ClawHub
Back to skill
v1.0.0

LinkedIn Poster

BenignClawScan verdict for this skill. Analyzed May 1, 2026, 7:38 AM.

Analysis

This is a straightforward LinkedIn posting skill; it can publish public posts using a configured LinkedIn token, but that behavior is disclosed and the instructions require owner approval.

GuidanceBefore installing, make sure you are comfortable giving the configured LinkedIn channel permission to publish posts. Review and explicitly approve the final text and any media before posting, and keep the LinkedIn OAuth token protected.

Findings (3)

Artifact-based informational review of SKILL.md, metadata, install specs, static scan signals, and capability signals. ClawScan does not execute the skill or run runtime probes.

Abnormal behavior control

Checks for instructions or behavior that redirect the agent, misuse tools, execute unexpected code, cascade across systems, exploit user trust, or continue outside the intended task.

Tool Misuse and Exploitation
SeverityMediumConfidenceHighStatusNote
SKILL.md
message send --channel linkedin --text "Your post content here"

The skill documents use of the message tool to publish to LinkedIn, which is a high-impact public posting action even though it is central to the skill's purpose.

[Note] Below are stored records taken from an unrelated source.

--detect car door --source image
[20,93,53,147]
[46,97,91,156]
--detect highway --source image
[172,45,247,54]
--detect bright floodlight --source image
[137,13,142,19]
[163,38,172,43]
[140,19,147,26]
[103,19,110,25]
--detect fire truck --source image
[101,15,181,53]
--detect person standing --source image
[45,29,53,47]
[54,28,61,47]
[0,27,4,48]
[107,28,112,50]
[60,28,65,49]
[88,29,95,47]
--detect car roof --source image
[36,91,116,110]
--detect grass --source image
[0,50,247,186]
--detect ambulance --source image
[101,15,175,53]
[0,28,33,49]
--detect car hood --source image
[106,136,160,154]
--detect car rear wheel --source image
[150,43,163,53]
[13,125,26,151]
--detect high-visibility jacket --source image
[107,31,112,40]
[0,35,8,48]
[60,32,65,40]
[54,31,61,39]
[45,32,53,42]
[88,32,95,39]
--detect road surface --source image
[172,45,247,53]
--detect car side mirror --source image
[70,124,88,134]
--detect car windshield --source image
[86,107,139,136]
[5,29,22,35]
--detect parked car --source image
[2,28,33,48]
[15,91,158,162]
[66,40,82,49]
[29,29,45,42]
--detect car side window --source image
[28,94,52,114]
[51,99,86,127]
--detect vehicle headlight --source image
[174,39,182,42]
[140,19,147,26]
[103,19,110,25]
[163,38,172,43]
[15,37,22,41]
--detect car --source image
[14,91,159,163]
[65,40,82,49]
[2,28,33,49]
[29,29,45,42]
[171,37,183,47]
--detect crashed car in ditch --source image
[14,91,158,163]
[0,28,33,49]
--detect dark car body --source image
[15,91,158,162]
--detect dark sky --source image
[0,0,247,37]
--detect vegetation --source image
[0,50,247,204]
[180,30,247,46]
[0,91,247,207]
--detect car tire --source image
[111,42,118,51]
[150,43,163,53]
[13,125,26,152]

User impactIf used incorrectly, the agent could publish unwanted text or media to the authenticated user's public LinkedIn feed.
RecommendationOnly approve posts after reviewing the final text, attached media, target account, and whether the post should be public.
Tool Misuse and Exploitation
SeverityLowConfidenceHighStatusNote
SKILL.md
Supported image sources:
- Local file paths: `/Users/david/image.png`
- `file://` URLs: `file:///Users/david/image.png`
- Remote URLs: `https://example.com/image.png`

The skill can attach local or remote images to posts. This is purpose-aligned, but local media could unintentionally reveal private or sensitive content if not reviewed.

User impactA selected local image could be uploaded and made visible in a public LinkedIn post.
RecommendationReview every attached image and file path before approving the post.
Permission boundary

Checks whether tool use, credentials, dependencies, identity, account access, or inter-agent boundaries are broader than the stated purpose.

Identity and Privilege Abuse
SeverityMediumConfidenceHighStatusNote
SKILL.md
`accessToken`: OAuth 2.0 token with `w_member_social` scope

The skill requires a LinkedIn OAuth token with permission to post on behalf of the user; this is expected for a posting skill but is sensitive delegated authority.

User impactAnyone or any agent flow that can use this configured channel may be able to publish to the linked LinkedIn account.
RecommendationUse the least-privileged LinkedIn token available, keep the token protected, and revoke or rotate it if access is no longer needed.